Mais de 50 dos quais receberam penas de prisão perpétua na acusação de violência na cidade de Mansoura na região do Delta do Nilo , em agosto de 2013, cerca de um mês depois de os militares Clique menggulingkanKlik Presidente Mohamed Morsi .
Outro réu foi condenado a entre três e 10 anos de prisão.
Quarta-feira, 21 maio julgamento marcado por protestos fora da sala do tribunal até que a polícia abriu fogo e gás lacrimogêneo para dispersá-los .
O tribunal julgou as centenas de apoiantes da Irmandade Muçulmana, tanto na forma de morte ou longas penas de prisão .

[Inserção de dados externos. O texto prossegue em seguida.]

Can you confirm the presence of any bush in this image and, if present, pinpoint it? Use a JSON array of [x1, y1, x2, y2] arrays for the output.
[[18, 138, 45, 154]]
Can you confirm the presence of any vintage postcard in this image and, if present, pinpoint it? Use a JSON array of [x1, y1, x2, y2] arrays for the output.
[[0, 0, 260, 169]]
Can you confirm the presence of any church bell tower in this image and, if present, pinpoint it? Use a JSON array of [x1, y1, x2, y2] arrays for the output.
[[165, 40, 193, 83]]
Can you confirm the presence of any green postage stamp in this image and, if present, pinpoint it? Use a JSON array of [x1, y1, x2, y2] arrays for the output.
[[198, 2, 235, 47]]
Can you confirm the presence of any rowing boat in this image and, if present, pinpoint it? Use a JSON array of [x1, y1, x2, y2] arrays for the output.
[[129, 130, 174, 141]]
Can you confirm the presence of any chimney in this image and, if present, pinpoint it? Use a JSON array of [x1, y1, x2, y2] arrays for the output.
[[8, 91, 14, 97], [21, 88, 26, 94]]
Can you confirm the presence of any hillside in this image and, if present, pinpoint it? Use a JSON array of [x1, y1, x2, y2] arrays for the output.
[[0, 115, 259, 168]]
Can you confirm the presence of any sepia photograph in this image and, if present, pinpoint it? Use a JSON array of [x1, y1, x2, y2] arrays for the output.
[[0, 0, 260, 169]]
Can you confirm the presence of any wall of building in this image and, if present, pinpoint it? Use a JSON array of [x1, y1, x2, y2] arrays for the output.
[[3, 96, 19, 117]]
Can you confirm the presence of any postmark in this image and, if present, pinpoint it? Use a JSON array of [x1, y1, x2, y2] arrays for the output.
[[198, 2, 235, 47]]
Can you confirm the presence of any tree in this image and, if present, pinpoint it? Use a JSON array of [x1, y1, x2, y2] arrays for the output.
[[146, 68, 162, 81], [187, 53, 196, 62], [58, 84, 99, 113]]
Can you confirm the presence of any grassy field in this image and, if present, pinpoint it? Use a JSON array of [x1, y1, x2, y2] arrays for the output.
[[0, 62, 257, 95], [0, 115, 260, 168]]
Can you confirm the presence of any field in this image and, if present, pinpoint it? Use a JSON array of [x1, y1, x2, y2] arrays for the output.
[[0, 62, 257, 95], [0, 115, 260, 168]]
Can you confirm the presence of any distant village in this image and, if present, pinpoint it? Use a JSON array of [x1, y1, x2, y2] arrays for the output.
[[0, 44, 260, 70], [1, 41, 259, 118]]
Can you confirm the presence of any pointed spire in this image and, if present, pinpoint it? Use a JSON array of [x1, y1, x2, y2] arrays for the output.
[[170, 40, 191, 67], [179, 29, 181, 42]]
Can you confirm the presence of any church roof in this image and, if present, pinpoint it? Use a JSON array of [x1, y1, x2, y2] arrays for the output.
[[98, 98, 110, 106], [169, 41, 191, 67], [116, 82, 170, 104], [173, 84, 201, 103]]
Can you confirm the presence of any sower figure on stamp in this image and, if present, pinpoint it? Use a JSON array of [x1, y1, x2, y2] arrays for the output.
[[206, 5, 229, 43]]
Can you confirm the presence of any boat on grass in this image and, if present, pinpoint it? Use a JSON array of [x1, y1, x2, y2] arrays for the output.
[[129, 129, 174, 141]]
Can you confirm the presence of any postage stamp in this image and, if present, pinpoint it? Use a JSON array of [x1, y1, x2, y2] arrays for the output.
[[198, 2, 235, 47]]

O final de abril, um juiz sugeriu a pena de morte imposta agarKlik Clique para 683 membros da Irmandade Muçulmana , incluindo seu líder, Mohammed Badie .
No entanto , a frase final é menun
Grande Ulama GGU - como a mais alta autoridade religiosa do Egito, que deverá emitir uma decisão no final de junho .
Comissário de Direitos Humanos da ONU, Navi Pillay , denunciou a decisão , chamando-o de uma coisa vergonhosa .
Em março, o tribunal condenou -o à morte por cerca de 500 membros da Irmandade Muçulmana no comando de confrontos e assassinatos de policiais.